How To: Could Your Cat Do Therapy Work?

What is a therapy animal and could your cat be a candidate? What is the certification process, and how should you prepare your cat for visits?

I have been doing pet therapy with my cat Rainy since 2018. Therapy pets visit people who would benefit from emotional comfort.

What is a therapy animal?

Rainy joined me at Bright Lights Learning Camp.

Therapy animals bring happiness to a variety of populations, including seniors, patients, disaster victims, inmates, airline passengers, students, children, and anyone else who could use comfort with physical and/or psychological ailments, and have been certified and insured by a therapy animal organization. They are different from service animals, which have received specialized training to perform specific tasks for a specific person with specific physical needs due to a disease or disability. They are also different from emotional support animals, which provide comfort to their owner, who a medical professional has determined to need such support.

Could your cat be a candidate for therapy work?

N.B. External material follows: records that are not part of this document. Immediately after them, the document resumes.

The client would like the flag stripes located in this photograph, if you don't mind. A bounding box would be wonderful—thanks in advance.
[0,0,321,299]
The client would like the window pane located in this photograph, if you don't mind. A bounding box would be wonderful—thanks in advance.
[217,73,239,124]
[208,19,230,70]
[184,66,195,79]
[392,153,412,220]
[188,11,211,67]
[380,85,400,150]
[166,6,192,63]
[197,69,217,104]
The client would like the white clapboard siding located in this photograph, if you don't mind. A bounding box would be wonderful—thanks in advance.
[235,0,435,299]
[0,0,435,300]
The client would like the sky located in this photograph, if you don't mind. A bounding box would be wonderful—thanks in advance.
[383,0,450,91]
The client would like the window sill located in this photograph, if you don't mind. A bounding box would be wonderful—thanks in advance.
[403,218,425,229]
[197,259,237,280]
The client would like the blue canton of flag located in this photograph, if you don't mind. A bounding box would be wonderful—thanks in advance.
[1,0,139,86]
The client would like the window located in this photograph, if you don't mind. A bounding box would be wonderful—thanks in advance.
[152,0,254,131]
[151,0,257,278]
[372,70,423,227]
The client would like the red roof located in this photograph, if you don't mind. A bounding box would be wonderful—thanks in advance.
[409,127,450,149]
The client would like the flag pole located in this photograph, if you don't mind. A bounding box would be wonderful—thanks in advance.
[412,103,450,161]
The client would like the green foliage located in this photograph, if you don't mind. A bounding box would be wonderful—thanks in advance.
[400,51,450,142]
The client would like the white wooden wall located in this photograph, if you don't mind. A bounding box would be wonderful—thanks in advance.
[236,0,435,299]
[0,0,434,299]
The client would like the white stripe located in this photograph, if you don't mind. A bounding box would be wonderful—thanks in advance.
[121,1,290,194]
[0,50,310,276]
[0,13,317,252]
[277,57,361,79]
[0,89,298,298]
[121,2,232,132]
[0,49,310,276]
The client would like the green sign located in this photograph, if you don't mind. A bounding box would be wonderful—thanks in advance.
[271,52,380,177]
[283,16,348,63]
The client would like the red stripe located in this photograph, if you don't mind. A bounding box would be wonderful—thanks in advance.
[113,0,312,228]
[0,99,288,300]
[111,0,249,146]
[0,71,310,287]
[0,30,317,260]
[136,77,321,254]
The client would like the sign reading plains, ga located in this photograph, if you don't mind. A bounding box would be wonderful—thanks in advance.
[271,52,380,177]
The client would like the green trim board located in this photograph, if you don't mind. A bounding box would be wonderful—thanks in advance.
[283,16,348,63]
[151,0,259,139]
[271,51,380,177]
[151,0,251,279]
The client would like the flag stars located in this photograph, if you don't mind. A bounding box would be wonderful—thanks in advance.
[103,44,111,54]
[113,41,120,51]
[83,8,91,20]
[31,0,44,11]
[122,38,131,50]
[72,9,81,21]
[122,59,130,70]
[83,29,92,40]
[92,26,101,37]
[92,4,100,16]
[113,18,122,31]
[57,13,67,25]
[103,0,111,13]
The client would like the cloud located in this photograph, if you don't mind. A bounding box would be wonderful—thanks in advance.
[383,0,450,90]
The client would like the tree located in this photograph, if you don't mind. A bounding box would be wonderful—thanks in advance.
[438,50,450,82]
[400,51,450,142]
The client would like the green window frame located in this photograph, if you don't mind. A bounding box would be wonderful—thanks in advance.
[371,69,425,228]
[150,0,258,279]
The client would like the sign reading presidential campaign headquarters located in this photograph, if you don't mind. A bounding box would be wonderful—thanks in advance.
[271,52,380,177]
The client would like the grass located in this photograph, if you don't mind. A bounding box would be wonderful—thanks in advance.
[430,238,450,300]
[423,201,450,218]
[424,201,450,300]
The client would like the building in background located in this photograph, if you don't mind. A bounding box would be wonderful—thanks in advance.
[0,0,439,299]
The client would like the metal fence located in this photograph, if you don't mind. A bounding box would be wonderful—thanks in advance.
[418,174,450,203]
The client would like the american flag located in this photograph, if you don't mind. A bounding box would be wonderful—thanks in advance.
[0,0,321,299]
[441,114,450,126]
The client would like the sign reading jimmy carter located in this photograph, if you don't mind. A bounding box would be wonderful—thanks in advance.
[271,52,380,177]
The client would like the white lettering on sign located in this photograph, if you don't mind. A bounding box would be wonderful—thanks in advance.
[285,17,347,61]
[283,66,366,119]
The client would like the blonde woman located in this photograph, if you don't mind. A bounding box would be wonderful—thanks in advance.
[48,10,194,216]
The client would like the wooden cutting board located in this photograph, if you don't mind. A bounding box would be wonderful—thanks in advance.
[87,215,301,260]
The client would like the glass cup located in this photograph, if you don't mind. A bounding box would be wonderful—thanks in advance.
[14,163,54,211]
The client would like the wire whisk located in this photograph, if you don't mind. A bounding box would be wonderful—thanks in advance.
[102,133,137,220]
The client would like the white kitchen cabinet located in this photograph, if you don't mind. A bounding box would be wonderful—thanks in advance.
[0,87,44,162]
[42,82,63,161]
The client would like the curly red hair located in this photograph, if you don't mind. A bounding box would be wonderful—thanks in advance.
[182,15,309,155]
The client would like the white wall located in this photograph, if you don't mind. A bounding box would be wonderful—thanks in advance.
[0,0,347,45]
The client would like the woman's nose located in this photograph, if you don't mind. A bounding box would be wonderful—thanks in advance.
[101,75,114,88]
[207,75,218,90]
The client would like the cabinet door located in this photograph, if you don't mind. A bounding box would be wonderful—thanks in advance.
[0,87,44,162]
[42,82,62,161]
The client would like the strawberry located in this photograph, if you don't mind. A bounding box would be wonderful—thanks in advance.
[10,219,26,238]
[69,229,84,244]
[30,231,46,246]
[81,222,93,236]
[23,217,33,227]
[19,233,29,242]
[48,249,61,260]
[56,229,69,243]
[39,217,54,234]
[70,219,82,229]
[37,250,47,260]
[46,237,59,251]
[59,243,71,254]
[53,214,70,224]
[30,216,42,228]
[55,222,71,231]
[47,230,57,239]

To answer the question of what qualifies a cat for therapy work, I’ve drawn on my five years of experience and on interviews with members of the private online International Cat Assisted Therapy (I-CAT) group. Four qualifications stand out: socialization, harness training, husbandry, and trust.

Socialization: The more socialized your cat is, the more likely your cat will be a candidate for therapy work. The point of cat therapy is to give comfort to people, so the top requirement of therapy cats is that they’re people-friendly. Ideally, they’ll relax whether in one-on-one or group situations. Therapy cats also need to be comfortable in new and varied settings. Rainy and I have visited retirement communities, hospices, schools, libraries, and parks. Finally, therapy cats must adapt easily to new sights, sounds, and smells. New places may have elevators, wheelchairs, alarms, unzipping of pencil cases, and wheeling of book carts.

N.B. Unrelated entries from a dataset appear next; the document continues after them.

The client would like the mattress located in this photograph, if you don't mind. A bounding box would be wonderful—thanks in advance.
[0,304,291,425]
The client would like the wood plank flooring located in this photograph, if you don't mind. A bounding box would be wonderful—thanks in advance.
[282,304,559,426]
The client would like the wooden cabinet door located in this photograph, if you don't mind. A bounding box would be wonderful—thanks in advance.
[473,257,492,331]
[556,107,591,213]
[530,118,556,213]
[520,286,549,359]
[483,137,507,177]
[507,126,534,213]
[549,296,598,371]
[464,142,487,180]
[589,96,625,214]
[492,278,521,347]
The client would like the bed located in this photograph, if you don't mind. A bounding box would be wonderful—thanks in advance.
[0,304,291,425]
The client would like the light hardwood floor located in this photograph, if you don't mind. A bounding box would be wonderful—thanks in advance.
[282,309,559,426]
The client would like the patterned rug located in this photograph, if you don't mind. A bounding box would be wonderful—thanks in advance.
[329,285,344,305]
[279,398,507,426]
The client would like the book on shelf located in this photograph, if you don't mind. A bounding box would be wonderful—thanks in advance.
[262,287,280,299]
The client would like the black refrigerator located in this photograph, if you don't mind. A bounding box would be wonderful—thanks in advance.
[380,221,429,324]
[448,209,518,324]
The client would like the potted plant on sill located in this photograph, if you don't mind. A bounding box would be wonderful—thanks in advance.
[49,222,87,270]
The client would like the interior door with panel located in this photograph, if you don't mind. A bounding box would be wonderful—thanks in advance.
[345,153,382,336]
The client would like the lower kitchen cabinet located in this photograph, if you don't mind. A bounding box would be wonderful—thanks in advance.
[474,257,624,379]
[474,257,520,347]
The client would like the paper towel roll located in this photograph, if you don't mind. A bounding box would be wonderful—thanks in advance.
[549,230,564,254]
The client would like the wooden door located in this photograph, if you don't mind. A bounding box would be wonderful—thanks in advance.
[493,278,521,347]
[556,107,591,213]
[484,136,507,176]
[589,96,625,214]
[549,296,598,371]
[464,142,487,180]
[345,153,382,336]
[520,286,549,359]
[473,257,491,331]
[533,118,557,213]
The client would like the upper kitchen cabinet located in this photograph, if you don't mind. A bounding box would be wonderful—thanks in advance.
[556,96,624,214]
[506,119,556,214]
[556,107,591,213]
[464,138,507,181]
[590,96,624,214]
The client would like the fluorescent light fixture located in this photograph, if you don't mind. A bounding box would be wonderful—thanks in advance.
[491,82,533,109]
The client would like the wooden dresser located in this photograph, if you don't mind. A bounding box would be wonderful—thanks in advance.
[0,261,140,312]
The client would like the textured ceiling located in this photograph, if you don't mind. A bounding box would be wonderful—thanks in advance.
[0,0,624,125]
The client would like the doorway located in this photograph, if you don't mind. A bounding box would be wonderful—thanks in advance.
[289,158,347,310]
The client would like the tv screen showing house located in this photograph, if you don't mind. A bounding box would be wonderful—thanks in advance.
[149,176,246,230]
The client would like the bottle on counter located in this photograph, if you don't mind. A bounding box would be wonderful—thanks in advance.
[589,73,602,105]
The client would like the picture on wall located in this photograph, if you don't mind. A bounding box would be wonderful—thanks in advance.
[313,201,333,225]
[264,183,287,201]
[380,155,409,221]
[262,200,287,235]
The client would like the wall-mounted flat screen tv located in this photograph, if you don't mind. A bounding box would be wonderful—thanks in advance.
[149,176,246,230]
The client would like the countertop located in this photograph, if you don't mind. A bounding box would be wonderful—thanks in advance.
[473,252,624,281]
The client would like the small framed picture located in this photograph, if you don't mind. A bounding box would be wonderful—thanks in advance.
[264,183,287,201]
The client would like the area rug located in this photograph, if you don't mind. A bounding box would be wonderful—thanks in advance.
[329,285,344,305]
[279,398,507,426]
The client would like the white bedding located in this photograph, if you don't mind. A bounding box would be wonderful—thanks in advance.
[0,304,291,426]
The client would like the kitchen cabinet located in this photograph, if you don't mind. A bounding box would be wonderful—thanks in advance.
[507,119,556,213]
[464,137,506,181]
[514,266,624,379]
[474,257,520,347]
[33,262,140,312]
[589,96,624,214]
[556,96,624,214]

Some people believe that a cat’s personality is innate, while others believe that a cat can be trained. Rainy came to us as a kitten with the potential to become a therapy cat because of her personality: she was curious, affectionate, and unflappable. But her personality alone wasn’t enough. I had to build on her personal qualities with lots of training specific to being a therapy cat. I followed the example of other cat therapy handlers and took Rainy to a wide variety of places, introduced her to an assortment of sounds, and taught her to sit on a blanket both next to a person and on a person’s lap. In addition, I taught her to remain calm when people were rough or shaky with their movements and when around other animals.

Harness Training: Therapy cats need to be leashed, and that it can take a lot of time and patience to train a cat to accept a harness. With Rainy, I let her sniff a harness and play with it, next put the harness on her while inside our house, and then attached a leash to the harness with her still inside. I allowed several days for each of these steps and paired each step with treats so that Rainy would learn to view going for walks as a good thing. Only when she was completely comfortable with the harness and leash inside our home, did I take her outside. Even then, I still took baby steps to get her to the point where I could take her on outings.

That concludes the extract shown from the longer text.